Case Presentation
The case presentation follows a 27-year-old male patient with end-stage renal disease secondary to X-linked Alport syndrome. After three years on hemodialysis, he received a deceased donor kidney transplant. Post-transplant, the patient initially presented with stable creatinine levels of around 1.2 mg/dL. At 10 months post-transplant, he developed an acute onset of hematuria, proteinuria and rapidly deteriorating allograft function, with a creatinine level rising to 4.6 mg/dL over one week.
Dysmorphic red blood cells (RBCs) and RBC casts were detected by urinalysis. Allograft biopsy revealed linear deposition of immunoglobulin G along the GBM. Crescent formation presented in 60% of the glomeruli along with high titer circulating anti-GBM antibodies.
The findings confirmed the diagnosis of de novo anti-GBM disease in a kidney allograft, but the rheumatology team mulled the immunopathology of the case.
“The development of two rare, and seemingly unrelated, kidney diseases in one patient raises interesting questions pertinent to the pathogenesis of humoral autoimmunity,” write Dr. Jackson and Dr. Ponnan.
Layered Checkpoints in B Cell Tolerance
Central tolerance eliminates most highly autoreactive B cells, but B cell tolerance is maintained in the periphery.
Central tolerance occurs in the bone marrow. It comprises clonal deletion of high-affinity self-reactive B cells and receptor editing of these cells to modify B cell receptor binding. During peripheral tolerance, self-reactive mature B cells become functionally unresponsive to antigens. These anergic B cells also show a reduced ability to access B cell follicles in secondary lymphoid organs and have short lifespans.
“These anergic B cells could potentially become activated and enter a germinal center response if they successfully acquire T cell help,” the authors explain. “For this reason, a key peripheral tolerance checkpoint limits the recruitment of self-reactive B cells into germinal centers during initial cognate interactions between T helpers and B cells.”
During germinal center tolerance, de novo autoreactive B cells generated by somatic hypermutation are deleted. B cell tolerance is also regulated by T cells via the central deletion of potential B cell helpers and the control of germinal center responses, influenced by the balance of T follicular helper and regulatory cells.

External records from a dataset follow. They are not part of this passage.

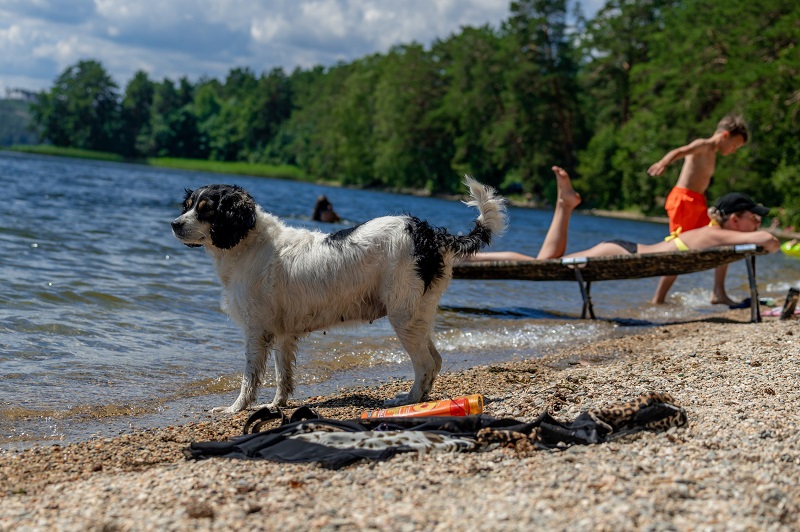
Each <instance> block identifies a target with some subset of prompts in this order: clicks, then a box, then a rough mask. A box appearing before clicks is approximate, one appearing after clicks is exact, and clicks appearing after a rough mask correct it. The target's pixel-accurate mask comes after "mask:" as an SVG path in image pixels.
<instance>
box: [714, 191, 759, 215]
mask: <svg viewBox="0 0 800 532" xmlns="http://www.w3.org/2000/svg"><path fill="white" fill-rule="evenodd" d="M714 205H715V206H716V207H717V210H719V211H720V212H721V213H722V214H734V213H736V212H742V211H750V212H753V213H755V214H757V215H759V216H761V217H762V218H763V217H764V216H766V215H768V214H769V207H764V206H763V205H759V204H758V203H756V202H755V201H753V200H752V199H750V197H749V196H746V195H744V194H742V193H740V192H728V193H727V194H725V195H724V196H722V197H720V198H719V199H718V200H717V202H716V203H715V204H714Z"/></svg>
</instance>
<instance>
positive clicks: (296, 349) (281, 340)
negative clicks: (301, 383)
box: [258, 336, 297, 408]
mask: <svg viewBox="0 0 800 532" xmlns="http://www.w3.org/2000/svg"><path fill="white" fill-rule="evenodd" d="M296 358H297V338H295V337H294V336H285V337H279V338H278V340H277V342H276V346H275V384H276V388H275V399H273V400H272V402H271V403H269V404H268V405H259V407H258V408H260V407H261V406H269V407H277V406H286V403H287V401H288V400H289V397H291V395H292V393H294V361H295V359H296Z"/></svg>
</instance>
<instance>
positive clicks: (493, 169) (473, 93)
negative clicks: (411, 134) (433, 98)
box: [431, 26, 511, 187]
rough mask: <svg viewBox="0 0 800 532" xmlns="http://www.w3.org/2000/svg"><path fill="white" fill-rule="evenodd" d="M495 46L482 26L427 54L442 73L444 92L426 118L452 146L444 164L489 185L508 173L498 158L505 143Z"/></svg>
mask: <svg viewBox="0 0 800 532" xmlns="http://www.w3.org/2000/svg"><path fill="white" fill-rule="evenodd" d="M500 47H501V43H500V39H499V37H498V35H497V34H496V32H494V31H493V30H492V29H491V28H490V27H488V26H483V27H481V28H464V29H463V30H462V32H461V33H460V34H457V35H453V36H451V37H450V38H449V39H447V40H445V41H440V42H437V43H436V44H435V45H434V47H433V50H432V54H433V56H434V57H437V58H438V61H439V64H440V66H441V69H442V70H443V71H444V79H443V83H444V85H445V87H446V93H445V94H444V96H443V98H442V104H441V107H440V108H439V109H438V110H436V111H434V114H433V115H432V116H431V119H432V120H438V121H440V122H441V123H442V127H445V128H446V135H447V136H448V138H449V139H450V142H452V144H453V157H452V159H451V161H450V166H451V167H452V169H453V170H454V171H455V172H456V174H458V175H462V174H473V175H475V176H476V177H477V178H478V179H480V180H481V181H483V182H485V183H487V184H490V185H493V186H495V187H498V186H501V185H502V183H503V179H504V178H505V176H506V174H507V172H508V171H509V170H510V169H511V165H510V159H509V158H508V157H505V156H503V155H501V154H505V153H506V149H507V148H506V140H507V139H506V137H505V135H504V134H503V128H502V127H498V126H499V125H500V124H502V123H503V117H504V116H506V112H507V111H506V108H505V103H504V101H503V93H504V88H505V85H504V82H505V79H504V77H503V74H504V71H505V67H506V65H505V64H504V63H503V61H502V60H501V56H500Z"/></svg>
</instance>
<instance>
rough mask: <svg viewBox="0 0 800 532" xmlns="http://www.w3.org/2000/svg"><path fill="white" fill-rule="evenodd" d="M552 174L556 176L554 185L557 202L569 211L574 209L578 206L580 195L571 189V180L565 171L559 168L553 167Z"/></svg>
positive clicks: (567, 174) (566, 172) (580, 201)
mask: <svg viewBox="0 0 800 532" xmlns="http://www.w3.org/2000/svg"><path fill="white" fill-rule="evenodd" d="M553 172H554V173H555V174H556V183H557V185H558V202H559V203H561V204H562V205H563V206H564V207H567V208H569V209H574V208H575V207H577V206H578V205H580V204H581V195H580V194H578V193H577V192H575V189H574V188H572V180H571V179H570V178H569V174H568V173H567V172H566V170H564V169H563V168H561V167H560V166H554V167H553Z"/></svg>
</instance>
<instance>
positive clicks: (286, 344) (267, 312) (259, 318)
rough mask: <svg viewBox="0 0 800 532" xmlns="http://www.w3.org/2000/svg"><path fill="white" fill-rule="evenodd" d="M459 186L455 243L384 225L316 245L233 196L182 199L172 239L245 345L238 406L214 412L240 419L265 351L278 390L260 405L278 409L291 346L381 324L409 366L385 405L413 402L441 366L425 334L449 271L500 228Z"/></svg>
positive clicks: (490, 207) (418, 219) (410, 222)
mask: <svg viewBox="0 0 800 532" xmlns="http://www.w3.org/2000/svg"><path fill="white" fill-rule="evenodd" d="M465 184H466V185H467V186H468V187H469V189H470V195H471V197H472V199H471V200H470V201H468V202H466V204H467V205H470V206H473V207H477V208H478V210H479V211H480V215H479V216H478V218H477V219H476V221H475V227H474V228H473V229H472V231H470V233H469V234H468V235H466V236H455V235H452V234H449V233H448V232H447V231H446V230H444V229H440V228H435V227H432V226H431V225H429V224H428V223H427V222H425V221H423V220H420V219H418V218H415V217H412V216H385V217H382V218H376V219H374V220H370V221H369V222H366V223H363V224H360V225H357V226H355V227H352V228H349V229H345V230H343V231H339V232H337V233H332V234H325V233H321V232H319V231H309V230H307V229H301V228H293V227H289V226H287V225H285V224H284V223H283V222H282V221H281V220H280V219H279V218H277V217H275V216H273V215H271V214H269V213H267V212H264V211H263V210H262V209H261V207H259V206H258V205H256V203H255V201H254V200H253V198H252V197H251V196H250V195H249V194H248V193H247V192H245V191H244V190H242V189H241V188H239V187H237V186H231V185H209V186H205V187H201V188H198V189H197V190H194V191H191V190H187V191H186V198H185V199H184V202H183V214H181V216H179V217H178V218H176V219H175V220H174V221H173V222H172V231H173V233H174V234H175V236H176V237H177V238H178V240H180V241H181V242H183V243H184V244H186V245H187V246H192V247H195V246H205V248H206V251H207V252H208V253H209V254H210V255H211V257H212V258H213V259H214V263H215V266H216V269H217V273H218V274H219V277H220V280H221V282H222V288H223V294H222V308H223V310H224V311H225V312H227V313H228V314H229V315H230V316H231V317H232V318H233V320H234V321H235V322H236V323H237V324H238V325H239V326H240V327H241V328H242V330H243V331H244V336H245V356H246V360H247V362H246V365H245V370H244V375H243V377H242V387H241V391H240V393H239V397H238V398H237V399H236V401H234V403H233V404H232V405H231V406H229V407H227V408H225V407H219V408H215V409H214V410H215V411H223V412H228V413H233V412H239V411H241V410H243V409H245V408H248V407H249V406H250V405H251V404H252V403H253V402H254V401H255V398H256V391H257V388H258V386H259V384H260V380H261V378H262V375H263V373H264V371H265V367H266V364H267V359H268V357H269V354H270V352H271V351H273V350H274V356H275V376H276V381H277V391H276V394H275V399H274V400H273V402H272V403H270V406H284V405H285V404H286V401H287V399H288V398H289V396H290V395H291V394H292V392H293V390H294V377H293V375H292V372H293V366H294V362H295V356H296V352H297V341H298V339H299V337H301V336H304V335H305V334H307V333H309V332H311V331H316V330H320V329H326V328H328V327H332V326H335V325H342V324H346V323H348V322H364V321H372V320H375V319H378V318H382V317H384V316H387V317H388V318H389V323H390V324H391V325H392V327H393V328H394V330H395V332H396V333H397V337H398V338H399V339H400V342H401V343H402V345H403V347H404V348H405V350H406V351H407V352H408V354H409V356H410V357H411V362H412V364H413V365H414V385H413V386H412V388H411V391H410V392H409V393H407V394H406V393H403V394H398V396H397V397H396V398H395V399H393V400H390V401H386V403H387V404H388V405H402V404H408V403H416V402H419V401H422V400H423V399H424V398H425V397H426V396H427V395H428V393H429V392H430V391H431V388H432V387H433V381H434V379H436V376H437V375H438V374H439V371H440V369H441V367H442V357H441V356H440V355H439V352H438V351H437V350H436V347H435V346H434V345H433V340H432V339H431V334H432V332H433V322H434V315H435V313H436V308H437V305H438V303H439V299H440V298H441V296H442V293H443V292H444V290H445V288H447V285H448V283H449V282H450V278H451V276H452V269H453V262H454V261H455V260H456V259H458V258H461V257H466V256H468V255H471V254H473V253H475V252H477V251H478V250H479V249H481V248H482V247H484V246H486V245H488V244H489V241H490V240H491V238H492V237H493V236H495V235H497V234H499V233H500V232H502V231H503V230H504V229H505V227H506V210H505V201H504V199H503V198H502V197H500V196H497V195H496V194H495V191H494V189H492V188H490V187H486V186H484V185H482V184H480V183H478V182H477V181H475V180H474V179H472V178H470V177H467V178H466V180H465Z"/></svg>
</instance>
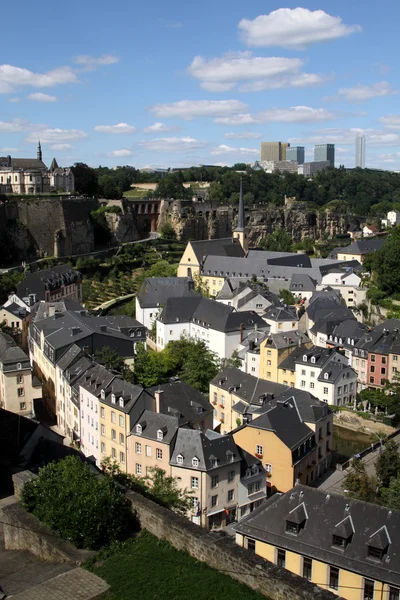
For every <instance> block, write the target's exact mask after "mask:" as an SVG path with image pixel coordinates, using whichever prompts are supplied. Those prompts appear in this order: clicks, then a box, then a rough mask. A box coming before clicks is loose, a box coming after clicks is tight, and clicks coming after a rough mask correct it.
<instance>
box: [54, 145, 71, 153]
mask: <svg viewBox="0 0 400 600" xmlns="http://www.w3.org/2000/svg"><path fill="white" fill-rule="evenodd" d="M71 148H73V146H71V144H53V145H52V146H50V150H57V151H58V152H63V151H65V150H71Z"/></svg>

Despite the potential for autoreactive B cells to escape inhibitory control, the immune system maintains cells with low self-antigen affinity in a functional anergy state. The authors explain the reason for this is that “many pathogens express surface epitopes that mimic self-antigens,” so “a repertoire entirely devoid of self-reactivity would leave ‘gaps’ in immune coverage rendering individuals vulnerable to invasive pathogens.”